Maximise Instruction Throughput#

To get the best performance, the hardware needs to do as many calculations as it can in as short a time as possible. Ensuring the right algorithm is used is the most important thing to do here, as detailed in Identifying and Creating Work for the Graphics Core. Once the correct algorithm is chosen, several optimisations can further improve performance, as detailed below.

Trade Precision for Speed#

Unless specifically needed for a particular scenario, precision should liberally be traded for speed. This minimises the use of arithmetic instructions with low throughput, as long as care is taken to ensure there is enough precision to produce acceptable results.

For OpenGL and OpenGL ES, consider using mediump floats whenever practical. These may have optimised paths by requiring less precision, resulting in some reasonable gains in some common instructions.

For OpenCL kernels, always use the -cl-fast-relaxed-math build option, as this enables aggressive compiler optimisations for floating-point arithmetic which the standard otherwise disallows. This flag will often result in good performance gains at the cost of very little precision. native_* math built-ins should also be used, as they are much faster than their un-prefixed variants for the cost of some arithmetic precision.

For RenderScript, enable the pragma operation #pragma rs_fp_relaxed to enable some optimisations or #pragma rs_fp_imprecise to allow the compiler to perform more aggressive optimisations.

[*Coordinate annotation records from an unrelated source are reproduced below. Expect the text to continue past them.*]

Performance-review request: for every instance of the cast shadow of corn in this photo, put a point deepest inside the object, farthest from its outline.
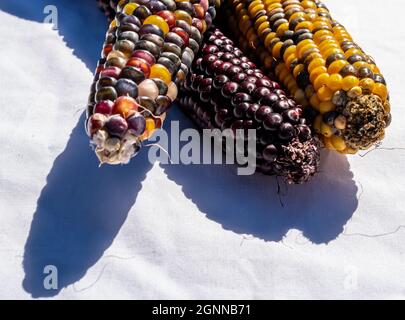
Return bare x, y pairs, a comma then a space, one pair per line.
82, 207
79, 213
251, 204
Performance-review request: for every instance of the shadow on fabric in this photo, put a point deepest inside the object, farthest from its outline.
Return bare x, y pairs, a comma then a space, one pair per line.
82, 207
79, 213
251, 204
82, 26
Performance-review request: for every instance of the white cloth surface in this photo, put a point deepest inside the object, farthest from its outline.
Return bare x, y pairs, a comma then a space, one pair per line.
147, 231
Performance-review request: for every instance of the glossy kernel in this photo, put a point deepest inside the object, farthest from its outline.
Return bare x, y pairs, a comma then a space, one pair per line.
349, 82
158, 21
335, 82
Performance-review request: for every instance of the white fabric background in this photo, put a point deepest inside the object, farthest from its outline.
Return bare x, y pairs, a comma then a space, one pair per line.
153, 231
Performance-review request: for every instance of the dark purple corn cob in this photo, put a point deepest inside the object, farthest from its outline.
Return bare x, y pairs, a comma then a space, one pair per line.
149, 48
226, 90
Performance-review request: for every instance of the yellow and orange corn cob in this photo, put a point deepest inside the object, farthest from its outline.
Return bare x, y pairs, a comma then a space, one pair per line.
322, 67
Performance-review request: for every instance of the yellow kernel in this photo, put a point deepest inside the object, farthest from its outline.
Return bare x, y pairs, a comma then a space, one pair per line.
268, 39
282, 28
276, 50
298, 68
321, 80
317, 72
158, 21
318, 62
335, 82
263, 26
161, 72
336, 66
304, 25
367, 84
324, 94
289, 51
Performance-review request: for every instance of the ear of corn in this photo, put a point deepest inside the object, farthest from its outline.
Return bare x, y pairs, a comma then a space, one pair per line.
149, 48
225, 90
109, 7
317, 60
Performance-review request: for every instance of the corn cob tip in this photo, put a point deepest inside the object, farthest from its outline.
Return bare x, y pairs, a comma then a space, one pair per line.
367, 119
299, 161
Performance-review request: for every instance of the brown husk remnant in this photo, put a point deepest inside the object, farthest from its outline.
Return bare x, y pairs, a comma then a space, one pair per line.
366, 121
299, 161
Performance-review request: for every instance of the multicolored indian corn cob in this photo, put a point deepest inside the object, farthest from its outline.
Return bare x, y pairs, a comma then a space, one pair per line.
149, 48
225, 90
109, 7
318, 61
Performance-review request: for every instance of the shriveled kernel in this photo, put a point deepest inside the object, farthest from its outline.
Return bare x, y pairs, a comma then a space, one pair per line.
326, 130
381, 90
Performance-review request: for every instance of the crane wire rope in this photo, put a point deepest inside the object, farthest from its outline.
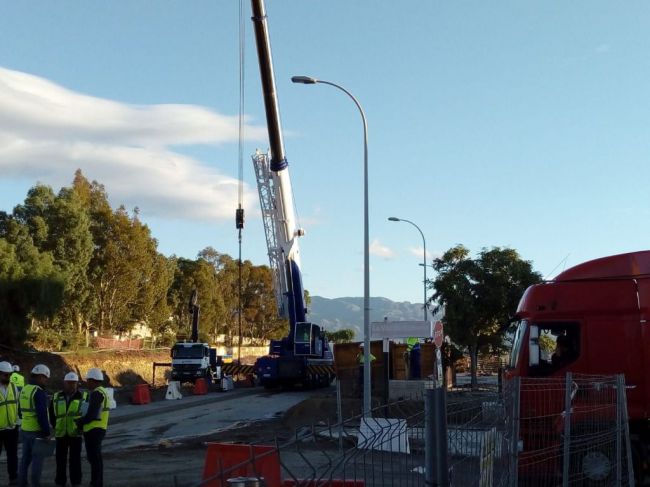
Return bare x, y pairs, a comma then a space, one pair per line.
239, 214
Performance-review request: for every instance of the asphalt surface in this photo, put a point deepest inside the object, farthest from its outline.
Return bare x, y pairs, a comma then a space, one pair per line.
165, 422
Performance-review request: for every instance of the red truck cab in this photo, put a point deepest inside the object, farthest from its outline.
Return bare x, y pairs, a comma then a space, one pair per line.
592, 319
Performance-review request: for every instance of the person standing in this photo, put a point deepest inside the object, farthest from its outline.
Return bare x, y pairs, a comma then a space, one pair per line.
361, 362
94, 424
8, 421
17, 378
65, 410
33, 408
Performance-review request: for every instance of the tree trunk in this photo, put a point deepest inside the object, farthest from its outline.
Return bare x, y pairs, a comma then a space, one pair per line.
473, 356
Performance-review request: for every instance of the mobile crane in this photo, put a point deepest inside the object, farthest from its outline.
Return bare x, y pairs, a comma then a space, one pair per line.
303, 356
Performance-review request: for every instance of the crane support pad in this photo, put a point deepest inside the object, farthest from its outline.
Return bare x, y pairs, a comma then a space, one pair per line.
237, 369
324, 370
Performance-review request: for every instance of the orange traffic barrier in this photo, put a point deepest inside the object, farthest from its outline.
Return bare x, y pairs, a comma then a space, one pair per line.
200, 387
141, 394
250, 460
329, 483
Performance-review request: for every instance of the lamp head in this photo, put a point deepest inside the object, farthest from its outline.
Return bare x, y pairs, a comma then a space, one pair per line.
305, 80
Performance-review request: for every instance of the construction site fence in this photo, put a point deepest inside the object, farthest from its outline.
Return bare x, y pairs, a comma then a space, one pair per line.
521, 435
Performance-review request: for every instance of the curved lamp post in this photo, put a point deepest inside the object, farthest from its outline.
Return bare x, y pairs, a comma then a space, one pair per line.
424, 258
306, 80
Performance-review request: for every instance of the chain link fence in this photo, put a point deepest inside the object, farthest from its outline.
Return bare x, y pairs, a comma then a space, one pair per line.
533, 432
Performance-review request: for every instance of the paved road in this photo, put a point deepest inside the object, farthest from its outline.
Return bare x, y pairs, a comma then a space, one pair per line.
164, 421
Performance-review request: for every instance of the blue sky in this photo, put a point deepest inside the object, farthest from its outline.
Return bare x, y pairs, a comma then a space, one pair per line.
519, 124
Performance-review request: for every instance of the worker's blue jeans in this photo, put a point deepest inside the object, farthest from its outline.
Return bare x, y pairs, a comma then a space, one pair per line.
27, 438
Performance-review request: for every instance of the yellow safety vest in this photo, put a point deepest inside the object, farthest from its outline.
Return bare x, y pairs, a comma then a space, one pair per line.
102, 421
9, 408
28, 408
67, 414
18, 380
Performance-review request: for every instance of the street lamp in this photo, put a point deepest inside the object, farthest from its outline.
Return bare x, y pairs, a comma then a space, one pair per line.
424, 259
307, 80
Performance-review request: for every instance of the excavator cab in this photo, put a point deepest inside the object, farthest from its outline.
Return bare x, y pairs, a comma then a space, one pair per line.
308, 341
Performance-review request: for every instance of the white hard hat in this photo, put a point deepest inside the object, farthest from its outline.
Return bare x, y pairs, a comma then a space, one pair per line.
71, 377
95, 374
41, 369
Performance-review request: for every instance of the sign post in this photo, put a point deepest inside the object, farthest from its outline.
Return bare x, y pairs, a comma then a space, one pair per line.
438, 337
435, 410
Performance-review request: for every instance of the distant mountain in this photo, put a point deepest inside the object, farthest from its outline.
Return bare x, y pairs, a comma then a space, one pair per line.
334, 314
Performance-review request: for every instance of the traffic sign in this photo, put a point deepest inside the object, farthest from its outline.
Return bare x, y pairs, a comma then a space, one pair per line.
438, 334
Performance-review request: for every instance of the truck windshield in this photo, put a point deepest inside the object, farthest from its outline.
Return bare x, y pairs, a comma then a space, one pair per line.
188, 352
517, 342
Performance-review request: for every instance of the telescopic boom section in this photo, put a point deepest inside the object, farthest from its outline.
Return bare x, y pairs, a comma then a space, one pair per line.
286, 230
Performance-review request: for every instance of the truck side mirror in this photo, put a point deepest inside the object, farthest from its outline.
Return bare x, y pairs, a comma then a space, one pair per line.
533, 346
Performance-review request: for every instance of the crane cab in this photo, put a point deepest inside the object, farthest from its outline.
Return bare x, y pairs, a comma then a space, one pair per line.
308, 340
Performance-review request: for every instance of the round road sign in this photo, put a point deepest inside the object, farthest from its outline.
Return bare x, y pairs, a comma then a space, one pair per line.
438, 334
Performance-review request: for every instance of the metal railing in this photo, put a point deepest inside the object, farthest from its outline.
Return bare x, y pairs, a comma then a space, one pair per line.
534, 432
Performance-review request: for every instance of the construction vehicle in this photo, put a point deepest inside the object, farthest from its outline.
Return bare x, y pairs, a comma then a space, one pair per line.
598, 314
195, 360
303, 356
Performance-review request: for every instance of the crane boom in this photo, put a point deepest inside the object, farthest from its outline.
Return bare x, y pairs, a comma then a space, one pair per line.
276, 195
292, 359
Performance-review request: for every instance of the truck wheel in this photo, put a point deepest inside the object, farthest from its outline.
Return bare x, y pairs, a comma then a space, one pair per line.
596, 468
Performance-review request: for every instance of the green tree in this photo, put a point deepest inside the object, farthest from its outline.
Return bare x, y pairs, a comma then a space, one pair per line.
30, 286
60, 225
480, 296
200, 275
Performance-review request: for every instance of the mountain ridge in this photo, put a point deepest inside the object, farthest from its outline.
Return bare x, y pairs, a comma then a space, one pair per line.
347, 312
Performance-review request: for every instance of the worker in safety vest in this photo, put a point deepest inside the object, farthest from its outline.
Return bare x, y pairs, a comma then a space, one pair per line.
17, 378
8, 421
94, 424
65, 410
33, 408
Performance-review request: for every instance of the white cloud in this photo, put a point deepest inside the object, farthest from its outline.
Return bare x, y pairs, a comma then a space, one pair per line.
376, 248
603, 49
47, 132
418, 252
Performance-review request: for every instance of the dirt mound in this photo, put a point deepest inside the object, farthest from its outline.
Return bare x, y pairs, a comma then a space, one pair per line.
121, 368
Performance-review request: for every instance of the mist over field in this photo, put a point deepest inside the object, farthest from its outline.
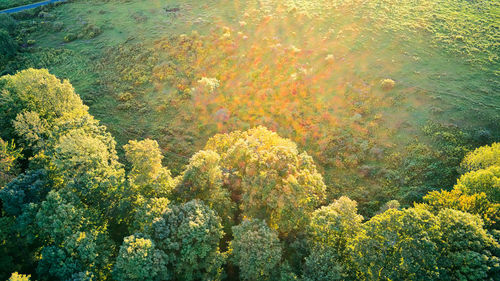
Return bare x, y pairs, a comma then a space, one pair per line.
249, 140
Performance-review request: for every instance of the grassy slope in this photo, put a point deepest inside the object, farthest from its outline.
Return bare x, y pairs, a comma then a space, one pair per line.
445, 70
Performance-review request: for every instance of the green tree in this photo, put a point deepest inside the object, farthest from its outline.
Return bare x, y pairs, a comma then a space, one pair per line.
474, 203
8, 47
19, 277
482, 158
485, 181
467, 250
37, 91
202, 179
268, 178
31, 187
397, 245
147, 210
138, 259
147, 174
9, 156
330, 229
190, 234
335, 224
476, 192
256, 250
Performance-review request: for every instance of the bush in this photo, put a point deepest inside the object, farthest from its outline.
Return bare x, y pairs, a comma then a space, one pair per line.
387, 84
70, 37
8, 47
7, 23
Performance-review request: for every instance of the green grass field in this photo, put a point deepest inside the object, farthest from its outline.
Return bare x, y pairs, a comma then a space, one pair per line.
310, 70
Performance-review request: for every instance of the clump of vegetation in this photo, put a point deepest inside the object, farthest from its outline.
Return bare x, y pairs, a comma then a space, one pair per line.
387, 84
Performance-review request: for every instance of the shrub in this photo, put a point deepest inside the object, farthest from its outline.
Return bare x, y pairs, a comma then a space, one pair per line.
387, 84
8, 47
70, 37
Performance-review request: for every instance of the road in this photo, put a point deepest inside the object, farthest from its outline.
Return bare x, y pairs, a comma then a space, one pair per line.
30, 6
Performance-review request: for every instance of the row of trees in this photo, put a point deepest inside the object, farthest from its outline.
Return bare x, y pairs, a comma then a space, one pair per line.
249, 206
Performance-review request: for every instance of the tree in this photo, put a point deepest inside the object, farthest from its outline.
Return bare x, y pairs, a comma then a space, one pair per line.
268, 178
335, 224
397, 245
331, 228
256, 250
190, 234
476, 192
31, 187
467, 250
202, 179
138, 259
19, 277
147, 173
482, 158
146, 211
37, 91
477, 204
8, 161
8, 46
323, 264
485, 181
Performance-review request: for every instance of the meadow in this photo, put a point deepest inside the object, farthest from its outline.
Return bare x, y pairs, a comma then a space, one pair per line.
356, 84
254, 140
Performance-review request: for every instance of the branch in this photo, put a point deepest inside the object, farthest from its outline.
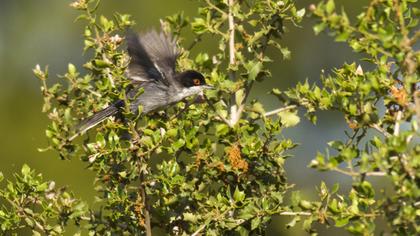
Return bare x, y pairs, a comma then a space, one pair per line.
276, 111
216, 8
380, 130
356, 174
397, 123
147, 224
291, 213
234, 110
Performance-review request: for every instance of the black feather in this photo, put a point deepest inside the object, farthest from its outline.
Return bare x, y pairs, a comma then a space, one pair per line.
97, 118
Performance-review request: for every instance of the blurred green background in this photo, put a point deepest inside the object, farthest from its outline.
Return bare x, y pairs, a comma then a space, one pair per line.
43, 32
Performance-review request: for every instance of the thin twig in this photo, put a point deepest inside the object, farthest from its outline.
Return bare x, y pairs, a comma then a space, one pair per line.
234, 109
276, 111
355, 174
218, 115
380, 130
291, 213
216, 8
397, 123
147, 224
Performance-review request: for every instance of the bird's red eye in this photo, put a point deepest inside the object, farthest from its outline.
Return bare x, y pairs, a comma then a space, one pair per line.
196, 81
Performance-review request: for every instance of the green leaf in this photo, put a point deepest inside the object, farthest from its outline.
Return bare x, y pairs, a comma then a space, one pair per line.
253, 68
330, 6
255, 223
289, 118
342, 222
25, 170
238, 196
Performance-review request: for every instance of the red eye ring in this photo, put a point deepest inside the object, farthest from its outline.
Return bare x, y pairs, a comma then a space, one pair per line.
196, 81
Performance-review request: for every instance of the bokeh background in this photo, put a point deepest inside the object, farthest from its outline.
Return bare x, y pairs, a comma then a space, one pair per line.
44, 32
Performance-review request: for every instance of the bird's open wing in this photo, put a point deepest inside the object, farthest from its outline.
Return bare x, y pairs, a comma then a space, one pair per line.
141, 67
153, 56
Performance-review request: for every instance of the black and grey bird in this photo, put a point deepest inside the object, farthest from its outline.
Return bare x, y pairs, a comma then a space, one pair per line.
152, 67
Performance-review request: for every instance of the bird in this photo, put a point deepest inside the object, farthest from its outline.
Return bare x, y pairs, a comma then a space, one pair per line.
152, 67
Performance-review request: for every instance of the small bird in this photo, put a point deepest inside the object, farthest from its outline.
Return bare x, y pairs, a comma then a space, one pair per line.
152, 67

Tweak Work for the Graphics Core#

The PowerVR Graphics Core has an impressive arithmetic throughput and fully supports integer and bitwise. Nevertheless, it is still beneficial to avoid instructions that are excessively long or complicated. It is important to remember that all Graphics Cores are optimised for floating point calculations and may achieve better throughputs with them.

The integer path is reasonably fast, especially in combinations of arithmetic (except division) bit-shifts. When tests are needed, it may be possible to process several of those per cycle.

That said, it will normally be faster still to work with floating point. Ideally, the numbers should be float in the first place. For kernels with a lot of arithmetic on comparatively few values per kernel, it may be beneficial to even turn integer values into float and back to integers after calculating. If in doubt, use a profiling compiler as these kinds of gains will be reflected in the cycle count of the kernel.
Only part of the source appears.